São estes que alertam agora para a ilegalidade da tal norma transitória, que consideram ilegal, abusiva e violadora das decisões dos tribunais. Numa carta que há cerca de um mês endereçaram ao ministro da Saúde, Paulo Macedo, alguns destes farmacêuticos dizem que a situação é chocante e causa estupefacção e revolta. E alertam Paulo Macedo que "as sentenças anulatórias de actos administrativos têm um efeito preclusivo que impede a administração pública de renovar o acto anulado" e que, por isso, "qualquer acto que autorize aqueles farmacêuticos que não podiam ter sido sequer admitidos ao concurso é ofensivo do caso julgado e nulo". Tudo isto para além de não conceberem sequer que se possa "autorizar a abertura de farmácias sem a existência de concurso público". 

Deliberação ilegal

Lembram ainda que foi "por força de uma deliberação ilegal que [aqueles farmacêuticos] exploraram indevidamente estabelecimentos de farmácia, durante cerca de oito a 10 anos, auferindo enormes lucros dessa actividade - então muito rentável - e dos quais ficaram absolutamente privados".

O texto da dita norma transitória prevê que as autorizações do ministro só tenham lugar "mediante proposta do Infarmed", entidade junto da qual o PÚBLICO procurou, há cerca de duas semanas, saber "quais as propostas concretas e respectiva fundamentação", bem como se teria havido qualquer "solicitação/requerimento dos eventuais interessados". Na mesma data foi solicitado também ao Ministério da Saúde esclarecimento sobre "os princípios/motivos que justificam o regime de excepção", bem como sobre "se foi nalgum caso aplicado e com que fundamentação".

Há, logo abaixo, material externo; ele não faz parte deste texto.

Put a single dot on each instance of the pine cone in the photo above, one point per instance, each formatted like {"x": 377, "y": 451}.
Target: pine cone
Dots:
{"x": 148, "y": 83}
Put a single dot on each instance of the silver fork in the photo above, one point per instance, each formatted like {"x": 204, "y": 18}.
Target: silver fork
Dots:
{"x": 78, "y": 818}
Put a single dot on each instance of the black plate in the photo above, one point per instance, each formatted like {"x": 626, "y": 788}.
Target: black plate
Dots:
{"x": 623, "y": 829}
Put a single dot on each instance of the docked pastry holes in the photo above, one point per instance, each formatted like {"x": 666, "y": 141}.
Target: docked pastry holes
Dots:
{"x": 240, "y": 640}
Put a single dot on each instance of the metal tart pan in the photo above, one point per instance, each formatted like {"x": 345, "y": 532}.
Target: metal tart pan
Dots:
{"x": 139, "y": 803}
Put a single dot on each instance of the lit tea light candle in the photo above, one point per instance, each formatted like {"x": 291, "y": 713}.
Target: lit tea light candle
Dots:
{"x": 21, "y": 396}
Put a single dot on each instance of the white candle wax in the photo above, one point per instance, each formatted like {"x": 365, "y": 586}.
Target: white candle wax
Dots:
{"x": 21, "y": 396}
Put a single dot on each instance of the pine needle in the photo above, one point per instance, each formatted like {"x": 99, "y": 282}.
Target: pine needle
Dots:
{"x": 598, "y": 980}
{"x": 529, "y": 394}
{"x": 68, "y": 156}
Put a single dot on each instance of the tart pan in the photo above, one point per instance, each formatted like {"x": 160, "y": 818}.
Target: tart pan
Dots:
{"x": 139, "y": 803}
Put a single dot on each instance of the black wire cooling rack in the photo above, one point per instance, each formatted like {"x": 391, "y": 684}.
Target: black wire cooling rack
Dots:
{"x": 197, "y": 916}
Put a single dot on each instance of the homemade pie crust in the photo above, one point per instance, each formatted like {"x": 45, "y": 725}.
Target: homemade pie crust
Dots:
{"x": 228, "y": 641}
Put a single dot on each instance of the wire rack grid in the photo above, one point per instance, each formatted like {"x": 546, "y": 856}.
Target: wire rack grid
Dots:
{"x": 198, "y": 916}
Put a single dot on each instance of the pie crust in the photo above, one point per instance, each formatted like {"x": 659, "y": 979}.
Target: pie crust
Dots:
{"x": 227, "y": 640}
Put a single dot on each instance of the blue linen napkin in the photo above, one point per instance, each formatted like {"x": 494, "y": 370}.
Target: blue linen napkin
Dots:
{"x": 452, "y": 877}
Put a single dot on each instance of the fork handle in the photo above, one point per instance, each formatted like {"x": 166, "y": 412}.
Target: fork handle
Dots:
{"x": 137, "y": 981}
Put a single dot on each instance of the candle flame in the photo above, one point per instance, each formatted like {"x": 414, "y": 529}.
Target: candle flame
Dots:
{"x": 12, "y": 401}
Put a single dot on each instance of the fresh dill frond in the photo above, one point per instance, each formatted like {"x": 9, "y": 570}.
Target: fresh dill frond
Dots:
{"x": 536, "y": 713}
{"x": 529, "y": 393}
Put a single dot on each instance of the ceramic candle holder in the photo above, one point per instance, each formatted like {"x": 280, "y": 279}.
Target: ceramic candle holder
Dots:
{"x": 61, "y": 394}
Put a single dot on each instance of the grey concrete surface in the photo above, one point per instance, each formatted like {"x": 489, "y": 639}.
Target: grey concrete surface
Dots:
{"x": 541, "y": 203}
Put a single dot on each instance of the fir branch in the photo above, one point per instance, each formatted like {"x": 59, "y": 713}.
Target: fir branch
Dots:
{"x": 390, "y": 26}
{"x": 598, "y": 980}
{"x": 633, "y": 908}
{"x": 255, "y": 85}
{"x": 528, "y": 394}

Na resposta, o Infarmed informou que as questões formuladas "incidem sobre procedimento administrativo em curso, pelo que a informação solicitada só poderá ser fornecida após a sua conclusão". Por parte do ministério de Paulo Macedo a resposta não foi mais esclarecedora: "Sobre o assunto apenas o Infarmed responde. O Infarmed é parte do (e representa o) ministério".

Contactado novamente na passada quinta-feira, o Infarmed esclareceu que a situação se mantinha nos exactos moldes da resposta de há duas semanas.